Although the themes of “Angels in America” are huge, and the theatrical demands massive, the play itself is constructed as a series of short scenes involving the lives of a gay WASP, a gay Jew, a troubled Mormon couple and the perpetually power-driven homophobic Washington lawyer Roy Cohn who fought against the scourge of AIDS with every breath of his life, insisting he was never a homosexual.

Each of these scenes vibrates with compressed intensity. There are no flat spots, no filler. The pace is brisk and the subject matter explosive.

Every member of the audience will come away with a different impression of what “Angels in America” actually means. That is Kushner's genius.

Christopher Johnson brings a career-making performance as Prior Walter, struck down in the prime of his young life through no fault of his own. The pain, the fear, the struggle with himself are all out there, projected with such conviction he becomes the Everyman of this epidemic.

Joseph McGrath catches the conflicted arrogance of Roy Cohn, a thriving power player among Washington's elite, cut down without a second thought of the consequences by Fate itself, while being given enough time before dying to toss and struggle, hug his own helplessness to do anything about it.

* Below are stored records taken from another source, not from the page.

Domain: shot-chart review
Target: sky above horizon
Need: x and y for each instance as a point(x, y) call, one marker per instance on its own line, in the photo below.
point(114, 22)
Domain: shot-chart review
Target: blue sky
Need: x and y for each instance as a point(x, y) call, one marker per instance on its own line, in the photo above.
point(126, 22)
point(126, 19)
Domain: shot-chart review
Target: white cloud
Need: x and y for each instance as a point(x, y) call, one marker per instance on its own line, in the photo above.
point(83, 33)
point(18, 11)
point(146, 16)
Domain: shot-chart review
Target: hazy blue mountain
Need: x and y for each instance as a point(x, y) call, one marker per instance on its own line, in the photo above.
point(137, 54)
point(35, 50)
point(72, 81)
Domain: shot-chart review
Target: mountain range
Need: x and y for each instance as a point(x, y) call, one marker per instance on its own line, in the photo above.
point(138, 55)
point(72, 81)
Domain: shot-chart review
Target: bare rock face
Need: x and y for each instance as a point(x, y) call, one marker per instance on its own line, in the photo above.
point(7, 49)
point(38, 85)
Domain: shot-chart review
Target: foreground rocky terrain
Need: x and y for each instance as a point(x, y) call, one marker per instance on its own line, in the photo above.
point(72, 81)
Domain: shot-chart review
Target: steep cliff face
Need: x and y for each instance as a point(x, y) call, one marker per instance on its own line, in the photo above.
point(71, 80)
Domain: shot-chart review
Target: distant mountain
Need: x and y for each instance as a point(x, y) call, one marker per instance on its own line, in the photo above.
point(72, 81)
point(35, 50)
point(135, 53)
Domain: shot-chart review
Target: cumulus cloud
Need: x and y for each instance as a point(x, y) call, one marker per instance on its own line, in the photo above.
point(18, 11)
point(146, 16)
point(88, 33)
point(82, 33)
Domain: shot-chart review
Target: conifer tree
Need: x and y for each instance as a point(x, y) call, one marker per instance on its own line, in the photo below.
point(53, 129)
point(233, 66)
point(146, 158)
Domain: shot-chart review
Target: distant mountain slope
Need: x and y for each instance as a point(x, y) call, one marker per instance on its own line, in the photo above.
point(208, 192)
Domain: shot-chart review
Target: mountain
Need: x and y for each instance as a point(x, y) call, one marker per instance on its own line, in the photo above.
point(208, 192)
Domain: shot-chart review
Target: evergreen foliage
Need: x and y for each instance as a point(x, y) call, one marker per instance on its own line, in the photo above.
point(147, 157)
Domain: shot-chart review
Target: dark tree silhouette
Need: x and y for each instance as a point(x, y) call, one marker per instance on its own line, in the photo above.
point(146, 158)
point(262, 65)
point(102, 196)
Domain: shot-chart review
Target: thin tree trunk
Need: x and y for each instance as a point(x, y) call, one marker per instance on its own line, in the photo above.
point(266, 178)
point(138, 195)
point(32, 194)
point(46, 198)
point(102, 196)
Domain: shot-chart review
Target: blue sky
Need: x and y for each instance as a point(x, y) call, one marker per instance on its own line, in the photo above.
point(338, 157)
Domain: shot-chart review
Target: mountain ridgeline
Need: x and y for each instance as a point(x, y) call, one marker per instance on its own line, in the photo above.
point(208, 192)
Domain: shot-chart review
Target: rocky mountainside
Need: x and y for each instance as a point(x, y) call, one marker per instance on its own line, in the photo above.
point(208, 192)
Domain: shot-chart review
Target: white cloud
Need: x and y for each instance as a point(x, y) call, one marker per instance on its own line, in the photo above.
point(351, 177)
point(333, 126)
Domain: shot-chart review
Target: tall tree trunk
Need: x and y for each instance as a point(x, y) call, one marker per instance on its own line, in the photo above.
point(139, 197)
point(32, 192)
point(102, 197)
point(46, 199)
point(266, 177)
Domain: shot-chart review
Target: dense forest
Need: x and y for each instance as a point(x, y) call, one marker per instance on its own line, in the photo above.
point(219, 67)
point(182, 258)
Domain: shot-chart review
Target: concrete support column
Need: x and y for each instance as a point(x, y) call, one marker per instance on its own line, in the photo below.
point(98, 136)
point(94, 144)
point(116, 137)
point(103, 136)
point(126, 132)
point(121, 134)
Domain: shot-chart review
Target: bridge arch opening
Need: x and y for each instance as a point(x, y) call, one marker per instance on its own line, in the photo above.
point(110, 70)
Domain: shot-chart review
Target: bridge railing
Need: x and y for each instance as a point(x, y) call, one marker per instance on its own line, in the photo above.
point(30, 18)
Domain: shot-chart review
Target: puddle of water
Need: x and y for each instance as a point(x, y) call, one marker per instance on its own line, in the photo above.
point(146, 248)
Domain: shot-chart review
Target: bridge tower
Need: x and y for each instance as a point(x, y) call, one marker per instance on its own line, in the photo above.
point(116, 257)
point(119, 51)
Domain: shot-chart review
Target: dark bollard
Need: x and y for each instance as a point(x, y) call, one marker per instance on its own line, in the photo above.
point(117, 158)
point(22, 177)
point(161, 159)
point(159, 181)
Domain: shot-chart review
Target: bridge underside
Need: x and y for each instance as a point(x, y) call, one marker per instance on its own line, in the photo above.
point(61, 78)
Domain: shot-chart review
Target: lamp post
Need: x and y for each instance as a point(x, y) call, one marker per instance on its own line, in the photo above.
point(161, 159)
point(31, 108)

Louis Ironson is Prior's dedicated Jewish lover who becomes Prior's reluctant lover as the illness takes over Prior's life. Brooklyn-based Brian Hendricks (a University of Arizona theater grad in 2007) is brilliant in creating this conflicted person who feels guilty for wanting to save himself.

The Mormon couple, Joe Pitt (Ryan Parker Knox) and Harper Pitt (Holly Griffith) more or less represent mainstream America. She is psychotic and drug-addicted. He is a rising star with a future in Washington politics, a very hot favorite of Cohn. Joe is also gay, but losing control over his ability to stay in the closet.

Playing the role of Belize, the hippie-dressed hospital nurse with mystical powers is Sterling Boyns. Cythia Meier plays Hanna Pitt, Joe's religiously rigid mom, along with several smaller roles. Grace Kirkpatrick is the titular Angel, plus a couple of incidental parts.

“Angels in America Part One: Millennium Approaches” runs through Sept. 25 with performances at 7:30 p.m. Thursdays through Saturdays, matinees 2 p.m. Saturdays and Sundays, at the Rogue Theatre, 300 W. University Blvd. Music appropriate to the play is performed 15 minutes before each show.

Tickets are $35; student rush $15 with valid ID, on sale 15 minutes before curtain. For details and reservations, 551-2053,www.TheRogueTheatre.org

The running time is three hours, with two intermissions.